EI: You’re obviously an engaging and connected person. How has the fact that every sneeze or cough by either Brad, you or one of your kids ends up on a magazine changed your life and the way that you live?

 

AJ: I’ve made a point to not let it change the way that I live my life, other than I carefully plan my holidays or where we go or where we stay or things like that, to try to ensure some kind of quality of life that is private and nice for the kids. But we simply don’t let it affect us. I think that the only time that it is hard is when the kids want to go somewhere and want to see something, and I’ve had so many people offer to take my children to Disneyland or places that I can’t take them, and they don’t understand how upsetting that is–or take my kids trick-or-treating or take my kids to whatever – things that they assume my kids can’t do.
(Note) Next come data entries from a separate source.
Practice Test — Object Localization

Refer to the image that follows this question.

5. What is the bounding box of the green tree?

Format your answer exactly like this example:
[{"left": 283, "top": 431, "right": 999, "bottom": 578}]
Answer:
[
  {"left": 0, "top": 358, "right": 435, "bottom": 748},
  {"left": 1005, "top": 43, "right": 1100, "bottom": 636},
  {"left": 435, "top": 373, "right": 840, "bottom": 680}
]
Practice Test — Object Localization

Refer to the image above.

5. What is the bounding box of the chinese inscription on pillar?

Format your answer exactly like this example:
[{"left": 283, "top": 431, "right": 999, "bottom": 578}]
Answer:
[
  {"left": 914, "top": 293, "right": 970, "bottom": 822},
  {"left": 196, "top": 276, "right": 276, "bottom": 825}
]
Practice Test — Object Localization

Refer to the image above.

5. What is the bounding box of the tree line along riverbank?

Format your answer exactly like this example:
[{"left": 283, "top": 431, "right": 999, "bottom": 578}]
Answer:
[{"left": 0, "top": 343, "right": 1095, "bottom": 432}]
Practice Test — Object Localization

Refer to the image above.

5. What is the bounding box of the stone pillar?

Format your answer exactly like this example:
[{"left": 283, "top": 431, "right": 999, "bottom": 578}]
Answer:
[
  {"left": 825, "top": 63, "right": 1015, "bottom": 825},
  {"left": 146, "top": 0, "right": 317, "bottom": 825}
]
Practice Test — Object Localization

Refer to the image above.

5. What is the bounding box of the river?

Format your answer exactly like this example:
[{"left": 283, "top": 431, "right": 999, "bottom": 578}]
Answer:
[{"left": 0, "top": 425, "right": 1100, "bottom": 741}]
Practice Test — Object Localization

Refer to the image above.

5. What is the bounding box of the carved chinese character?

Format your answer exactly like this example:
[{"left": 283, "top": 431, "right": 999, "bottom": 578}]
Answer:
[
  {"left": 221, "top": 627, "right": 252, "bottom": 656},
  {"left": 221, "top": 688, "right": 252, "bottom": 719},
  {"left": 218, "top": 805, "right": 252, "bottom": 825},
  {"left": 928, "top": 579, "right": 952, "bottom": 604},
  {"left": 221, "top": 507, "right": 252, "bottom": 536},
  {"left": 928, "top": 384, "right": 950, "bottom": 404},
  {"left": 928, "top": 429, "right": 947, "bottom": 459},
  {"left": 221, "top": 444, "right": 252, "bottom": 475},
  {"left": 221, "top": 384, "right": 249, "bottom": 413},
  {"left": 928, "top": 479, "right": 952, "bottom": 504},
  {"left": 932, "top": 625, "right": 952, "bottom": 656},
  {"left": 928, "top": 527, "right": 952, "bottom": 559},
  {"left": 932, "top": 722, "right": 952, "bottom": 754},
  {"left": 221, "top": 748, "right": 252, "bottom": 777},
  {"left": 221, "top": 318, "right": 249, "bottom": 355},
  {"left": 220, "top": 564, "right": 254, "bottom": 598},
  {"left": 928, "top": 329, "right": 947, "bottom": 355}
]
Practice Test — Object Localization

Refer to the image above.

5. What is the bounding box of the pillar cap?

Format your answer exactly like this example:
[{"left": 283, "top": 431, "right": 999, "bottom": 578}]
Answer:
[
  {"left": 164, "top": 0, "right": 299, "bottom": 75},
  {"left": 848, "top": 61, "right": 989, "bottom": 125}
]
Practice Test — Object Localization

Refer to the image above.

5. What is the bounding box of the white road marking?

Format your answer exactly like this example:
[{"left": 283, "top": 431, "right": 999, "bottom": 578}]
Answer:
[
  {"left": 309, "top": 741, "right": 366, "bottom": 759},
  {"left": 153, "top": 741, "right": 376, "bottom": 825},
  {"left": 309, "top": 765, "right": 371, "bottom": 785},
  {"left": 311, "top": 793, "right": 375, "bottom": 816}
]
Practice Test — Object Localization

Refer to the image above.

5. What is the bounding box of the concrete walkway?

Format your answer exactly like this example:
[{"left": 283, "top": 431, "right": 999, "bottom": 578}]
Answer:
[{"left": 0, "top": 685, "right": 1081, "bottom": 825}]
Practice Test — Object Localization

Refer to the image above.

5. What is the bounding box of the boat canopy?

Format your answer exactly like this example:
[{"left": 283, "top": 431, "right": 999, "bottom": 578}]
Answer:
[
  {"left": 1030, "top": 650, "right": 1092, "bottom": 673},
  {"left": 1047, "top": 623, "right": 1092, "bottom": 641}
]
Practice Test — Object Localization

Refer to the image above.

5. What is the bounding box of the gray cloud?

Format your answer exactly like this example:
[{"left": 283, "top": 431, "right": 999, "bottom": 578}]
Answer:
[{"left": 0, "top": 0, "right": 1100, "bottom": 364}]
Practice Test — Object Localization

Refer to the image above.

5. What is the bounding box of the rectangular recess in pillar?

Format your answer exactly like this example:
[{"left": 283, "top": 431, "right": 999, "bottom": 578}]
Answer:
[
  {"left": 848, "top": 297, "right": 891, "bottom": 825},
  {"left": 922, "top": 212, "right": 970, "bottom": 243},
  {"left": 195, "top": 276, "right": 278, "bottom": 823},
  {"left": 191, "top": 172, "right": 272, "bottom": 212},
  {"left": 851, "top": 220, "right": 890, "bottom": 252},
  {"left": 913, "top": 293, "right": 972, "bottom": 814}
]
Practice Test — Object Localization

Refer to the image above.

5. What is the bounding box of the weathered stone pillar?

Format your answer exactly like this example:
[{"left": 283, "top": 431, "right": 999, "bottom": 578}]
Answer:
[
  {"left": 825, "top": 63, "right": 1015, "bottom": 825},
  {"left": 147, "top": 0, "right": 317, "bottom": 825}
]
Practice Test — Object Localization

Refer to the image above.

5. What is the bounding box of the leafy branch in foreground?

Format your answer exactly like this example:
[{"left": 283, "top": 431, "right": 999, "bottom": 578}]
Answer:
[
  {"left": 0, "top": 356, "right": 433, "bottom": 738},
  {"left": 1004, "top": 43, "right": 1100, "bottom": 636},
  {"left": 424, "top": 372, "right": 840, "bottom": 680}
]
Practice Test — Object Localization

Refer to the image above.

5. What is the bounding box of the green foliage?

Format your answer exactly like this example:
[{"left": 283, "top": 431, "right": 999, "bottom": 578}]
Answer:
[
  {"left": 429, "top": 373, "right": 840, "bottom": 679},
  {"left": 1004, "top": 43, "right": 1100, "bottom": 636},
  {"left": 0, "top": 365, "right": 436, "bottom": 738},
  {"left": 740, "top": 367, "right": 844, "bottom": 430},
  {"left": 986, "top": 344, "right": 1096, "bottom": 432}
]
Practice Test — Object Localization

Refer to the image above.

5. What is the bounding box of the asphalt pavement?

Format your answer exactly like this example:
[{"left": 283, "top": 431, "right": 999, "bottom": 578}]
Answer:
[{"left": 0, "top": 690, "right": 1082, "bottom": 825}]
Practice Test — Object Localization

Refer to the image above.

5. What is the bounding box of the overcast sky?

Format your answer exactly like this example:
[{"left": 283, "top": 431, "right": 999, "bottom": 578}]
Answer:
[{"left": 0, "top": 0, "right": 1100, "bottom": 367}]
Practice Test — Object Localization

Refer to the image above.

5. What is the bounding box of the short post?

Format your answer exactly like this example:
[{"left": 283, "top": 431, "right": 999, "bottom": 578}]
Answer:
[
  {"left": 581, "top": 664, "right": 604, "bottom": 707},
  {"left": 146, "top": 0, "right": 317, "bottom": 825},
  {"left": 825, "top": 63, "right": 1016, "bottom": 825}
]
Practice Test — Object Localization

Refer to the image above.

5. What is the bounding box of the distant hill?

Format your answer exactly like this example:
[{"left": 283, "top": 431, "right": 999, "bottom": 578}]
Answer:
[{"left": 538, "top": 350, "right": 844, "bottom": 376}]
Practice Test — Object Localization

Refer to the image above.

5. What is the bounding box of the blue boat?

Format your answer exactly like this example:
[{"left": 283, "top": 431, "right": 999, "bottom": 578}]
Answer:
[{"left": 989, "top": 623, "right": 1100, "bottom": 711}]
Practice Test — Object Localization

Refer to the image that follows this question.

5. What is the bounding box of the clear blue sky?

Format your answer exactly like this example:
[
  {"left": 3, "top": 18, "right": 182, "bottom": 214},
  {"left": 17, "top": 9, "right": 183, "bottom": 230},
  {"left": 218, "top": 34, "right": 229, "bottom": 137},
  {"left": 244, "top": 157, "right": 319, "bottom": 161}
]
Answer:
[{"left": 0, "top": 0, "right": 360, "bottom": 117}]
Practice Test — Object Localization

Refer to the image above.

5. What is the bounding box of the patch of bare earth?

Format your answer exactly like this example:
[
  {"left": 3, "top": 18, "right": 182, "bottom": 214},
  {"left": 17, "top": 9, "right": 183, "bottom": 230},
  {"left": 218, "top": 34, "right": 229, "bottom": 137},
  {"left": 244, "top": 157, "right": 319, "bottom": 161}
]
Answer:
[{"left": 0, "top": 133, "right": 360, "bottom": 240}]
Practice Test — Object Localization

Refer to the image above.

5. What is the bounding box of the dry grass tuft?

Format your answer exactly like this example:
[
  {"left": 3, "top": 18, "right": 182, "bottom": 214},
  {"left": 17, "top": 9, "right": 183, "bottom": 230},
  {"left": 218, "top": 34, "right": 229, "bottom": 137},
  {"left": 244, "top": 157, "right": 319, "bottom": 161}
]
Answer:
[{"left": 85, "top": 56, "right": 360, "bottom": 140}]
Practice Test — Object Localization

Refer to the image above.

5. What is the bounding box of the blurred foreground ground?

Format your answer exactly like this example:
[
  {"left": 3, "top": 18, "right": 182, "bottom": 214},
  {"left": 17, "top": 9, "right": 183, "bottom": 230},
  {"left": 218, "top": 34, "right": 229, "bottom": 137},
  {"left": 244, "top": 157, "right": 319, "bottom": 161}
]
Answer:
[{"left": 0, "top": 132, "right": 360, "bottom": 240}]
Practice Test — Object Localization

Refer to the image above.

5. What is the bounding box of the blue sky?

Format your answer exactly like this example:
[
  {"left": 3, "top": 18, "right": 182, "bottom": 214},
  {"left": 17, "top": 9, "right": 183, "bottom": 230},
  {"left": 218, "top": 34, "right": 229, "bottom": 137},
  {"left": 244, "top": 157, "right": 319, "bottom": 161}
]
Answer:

So we plan to find ways to do all of those things. There are worse problems and so we’re okay.

 

EI: Can’t you put on a costume for Halloween?

 

AJ: Oh, I have.

 

EI: What were you?

 

AJ: I was just a mix of odd masks and things, and well, this year we were in India and so we had this really odd celebration in the hotel. We just had candy and costumes sent up from the States, and so we were just all like – she had a really big afro and Maddox had dreadlocks. We tried to explain to them what it was, but we just had some fun with dress-up.

 

EI: How are you able to juggle so many things that you always have going on?

 

AJ: I plan a lot–obsessively. I’m very, very lucky. I love the different elements of my life. I love working abroad and I love being with my kids and I love being with Brad. So this is the life I’ve chosen to have, and I’d like to add many more children and many more obstacles and many more things.

 

EI: What is it that draws you to children?

 

AJ: A lot of fun. They’re fun. They’re just a joy. It’s a joy of life that exists nowhere else.

 

EI: Do you see movies as having the ability to changing things around the world?

 

AJ: I think that they can, but I don’t rely on movies to do that. I don’t think we can just rely on movies to do that...

 

Universal Pictures' 'The Good Shepherd' opens in theaters nationwide on December 22, 2006.